Different column names and multiple funded entries for one order

Actions

To fully benefit from the cost savings and stick with the new provider, I decided to tackle this problem head-on using R and Shiny.

One of our goals was to create a master statement with all the action organized in one report as below.

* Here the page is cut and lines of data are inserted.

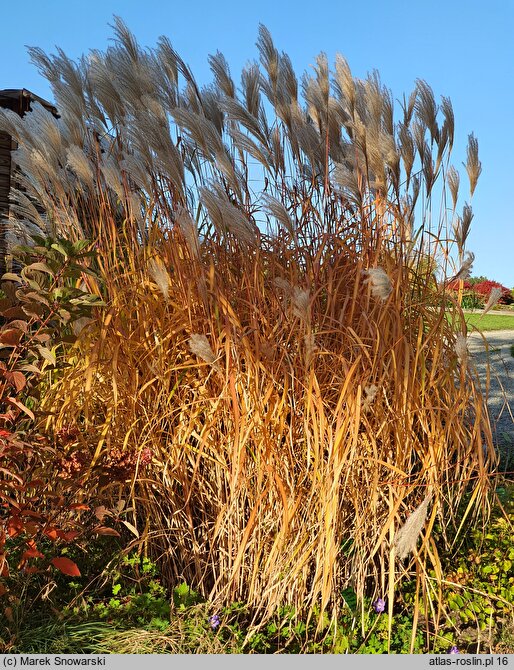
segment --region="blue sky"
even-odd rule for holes
[[[298,74],[324,51],[330,62],[343,54],[357,77],[377,69],[395,98],[410,93],[417,78],[425,79],[436,99],[452,100],[457,167],[465,160],[468,134],[479,141],[483,171],[471,201],[475,216],[467,243],[476,255],[473,274],[514,287],[513,0],[3,0],[0,88],[28,88],[51,99],[26,46],[49,52],[58,46],[72,58],[104,50],[114,14],[142,46],[167,35],[201,84],[211,80],[207,56],[217,50],[238,80],[245,62],[257,58],[259,23]],[[463,168],[461,177],[464,190]]]

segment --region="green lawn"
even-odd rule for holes
[[[470,331],[473,329],[473,326],[479,330],[514,331],[514,314],[512,316],[502,316],[494,312],[489,312],[484,316],[481,314],[466,314],[466,322]]]

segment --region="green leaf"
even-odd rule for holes
[[[91,244],[90,240],[78,240],[73,244],[73,251],[79,254],[82,249],[85,249],[89,244]]]
[[[355,613],[357,611],[357,594],[352,587],[348,586],[346,589],[343,589],[341,595],[349,609]]]
[[[58,251],[60,254],[62,254],[64,256],[64,258],[68,258],[68,256],[69,256],[66,249],[62,246],[62,244],[59,244],[58,242],[54,242],[54,244],[52,244],[52,249],[55,249],[56,251]]]

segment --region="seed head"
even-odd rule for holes
[[[482,312],[482,316],[484,314],[487,314],[487,312],[496,305],[498,300],[502,297],[502,290],[499,286],[494,286],[491,289],[491,293],[489,294],[489,298],[485,304],[484,311]]]
[[[157,284],[159,291],[167,300],[169,295],[170,276],[162,259],[158,256],[151,258],[148,263],[148,271],[154,282]]]
[[[203,361],[209,363],[209,365],[212,365],[213,367],[218,367],[216,365],[216,356],[214,351],[211,349],[209,340],[205,337],[205,335],[199,335],[198,333],[191,335],[188,344],[193,354],[198,356],[198,358],[201,358]]]
[[[463,365],[468,358],[468,338],[462,333],[458,333],[455,338],[455,353],[459,363]]]
[[[471,268],[473,267],[473,262],[475,260],[475,254],[470,251],[466,252],[466,258],[462,261],[462,264],[457,272],[450,281],[457,281],[459,279],[467,279],[471,274]]]
[[[364,393],[365,393],[365,398],[362,403],[362,410],[364,412],[367,412],[371,405],[373,404],[373,401],[375,400],[375,396],[377,395],[378,392],[378,386],[375,384],[370,384],[369,386],[364,387]]]
[[[382,268],[370,268],[369,270],[363,270],[363,274],[367,275],[364,283],[371,286],[372,295],[379,300],[387,300],[391,295],[393,286],[385,270]]]
[[[292,291],[291,299],[296,316],[305,319],[309,312],[309,291],[301,289],[299,286],[295,286]]]
[[[400,560],[406,558],[416,548],[416,543],[425,525],[428,505],[431,500],[432,494],[429,493],[396,533],[394,545],[396,555]]]

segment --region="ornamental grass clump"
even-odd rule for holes
[[[102,494],[131,500],[171,585],[260,621],[283,604],[330,620],[344,589],[392,616],[415,574],[437,623],[434,524],[451,543],[463,501],[483,518],[496,462],[446,288],[472,260],[461,231],[452,261],[451,104],[419,81],[398,113],[341,56],[299,81],[264,27],[258,49],[239,84],[211,56],[203,88],[167,38],[143,50],[119,19],[79,62],[30,50],[61,116],[0,112],[38,202],[15,191],[14,213],[94,240],[102,283],[85,281],[107,304],[41,427],[76,427],[91,471],[149,450]],[[474,139],[468,154],[473,191]]]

To do this, the steps are as below:

  1. We first re-organized the raw report by renaming the column names.
  2. Skipped the data where it is empty or contains not useful information.
  3. Data merge based on the same column names.

Desired master report
library(shiny)
Warning: package 'shiny' was built under R version 4.4.3
# identify columns appear in both data sets
renderUI({
    var_names <- intersect(names(data_a()), names(data_b()))
    selectInput("var_ab", "Select merge variable for Transaction and Sales", choices = var_names)
  })
# merge data 
  merged_data <- reactive({
    req(data_a(), data_b(), data_c(), input$var_ab, input$var_bc)
    temp_ab <- dplyr::full_join(data_a(), data_b(), by = input$var_ab)
    unique(dplyr::full_join(temp_ab, data_c(), by = input$var_bc))
  })

I also wanted to save time for our bookkeeper as they often need to cross-check the internal documents. This step takes time to find the correct range of the data, and input Vlookup functions before finding and labeling the matches in Excel. To streamline the process and to reduce the manual input errors, I replicated this function in the app (full code as below and on github).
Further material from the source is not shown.